Au niveau de BDO IT Consulting, l’on estime qu’à l’heure de la Foreign Account Tax Compliance Act (FATCA) et du Corporate Reporting Standard (CRS), où les autorités locales et internationales sont plus exigeantes sur les problématiques de mise en conformité et de diffusion d’information financière, les sociétés financières bancaires et non bancaires doivent mettre en place des infrastructures IT dignes de ce nom, notamment des progiciels métiers. Et Feizal Jownally, Partner, IT Governance and Consulting à BDO, de préciser que ce sera à l’avenir un élément crucial pour attirer les investisseurs étrangers. «Nous sommes dans un marché très global. Les investisseurs qui viennent à Maurice où ils font leurs dépôts chercheront à savoir quels sont les systèmes informatiques qu’utilisent les sociétés financières. Ils voudront également avoir l’assurance qu’il y aura une confidentialité absolue par rapport à leurs transactions. Imaginez un instant qu’un scandale de l’ampleur des Panama Papers touche Maurice. C’est la réputation de notre juridiction qui est en jeu», argue-t-il.

Dans les assurances, Quantum Insurance a innové en se lançant dans le segment de l’Insurtech. Une nouvelle façon de faire le métier des assurances qui s’est révélée payante car en proposant un service de souscription 100 % en ligne – ce qui implique le non-recours à des intermédiaires –, l’opérateur est en mesure de baisser de le montant de ses primesd’environ 15-20 % en moyenne. De plus, elle a de la marge pour apporter de la valeur ajoutée à ses produits. «La technologie étant de nature dynamique et évolutive, nous travaillons constamment sur des projets pour inclure les nouvelles fonctionnalités et garanties innovantes dont bénéficieront les clients. Hormis de souscrire à une police d’assurance en ligne, quelques mois après notre lancement, nous avons permis à nos clients de pouvoir entreprendre le renouvellement de leurs assurances en ligne à travers un espace personnel», souligne Devesh Biltoo, Chief Operations Officer de Quantum Insurance.

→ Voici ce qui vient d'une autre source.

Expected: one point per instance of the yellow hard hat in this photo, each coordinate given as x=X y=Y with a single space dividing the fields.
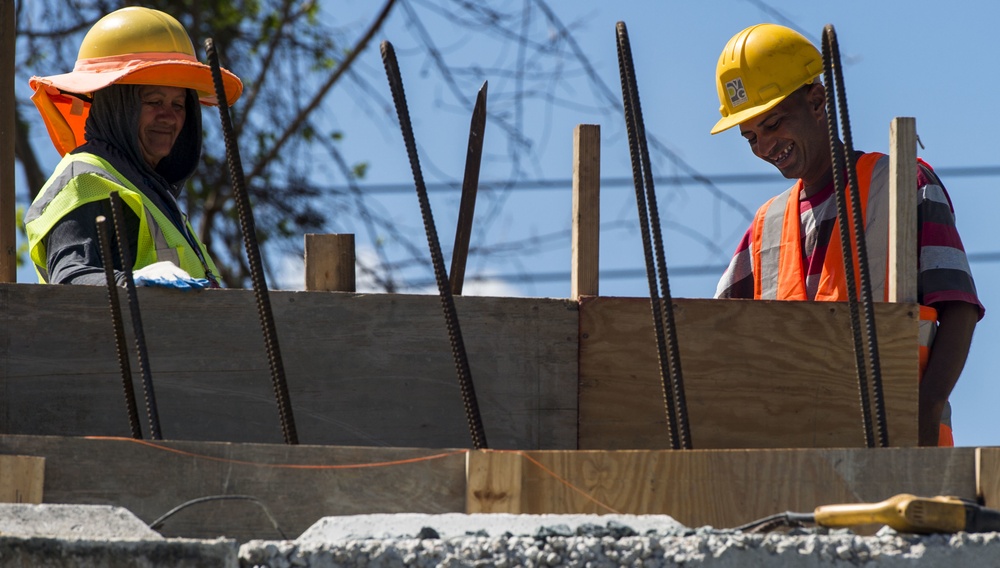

Le financement participatif est l’un des segments de la Fintech. Néanmoins, cette activité peine à décoller en raison de l’absence d’un cadre juridique. Lancée en mai 2016, Small Step Matters, une plateforme de crowdfunding social, organise des levées de fonds pour des projets philanthropiques. Le financement maximum par projet est de Rs 500 000. Entreprise à but non lucratif, elle identifie des projets et sollicite ensuite des dons auprès des bienfaiteurs. «Il n’y a pas de cadre juridique pour réglementer le crowdfunding social. Pour avoir le droit de lever des fonds, nous devons solliciter le Commissaire de police tous les trois mois afin d’avoir l’autorisation sous la Public Collections Act de 1965», déplore Céline Planel, Chairperson de Small Step Matters.

À l’échelle mondiale, ce sont les start-up qui tirent le marché de la Fintech. À Maurice, il y a peu d’entrepreneurs qui osent franchir le Rubicon. Investplace est l’un de ces projets astucieux qui s’est rapidement imposé. Opérationnelle depuis voilà un an, cette place de marché en ligne facilite la mise en relation des porteurs de projets, des investisseurs souhaitant avoir un pied à terre dans l’océan Indien et l’Afrique subsaharienne, et des experts ayant des compétences dans les opérations de fusion-acquisition.

Autre projet intéressant : MIPS. Cette plateforme d’e-payment est opérationnelle depuis plusieurs mois, mais ne sera lancée que la semaine prochaine. Cette start-up a été pensée par son fondateur et CEO, Sébastien Le Blanc. Elle démarre avec une équipe d’une quinzaine de salariés. La Mauritius Commercial Bank et la poste nationale sont partenaires dans ce projet ambitieux qui cible les PME souhaitant s’engager dans l’e-commerce, en leur offrant une plateforme sécurisée pour leurs transactions.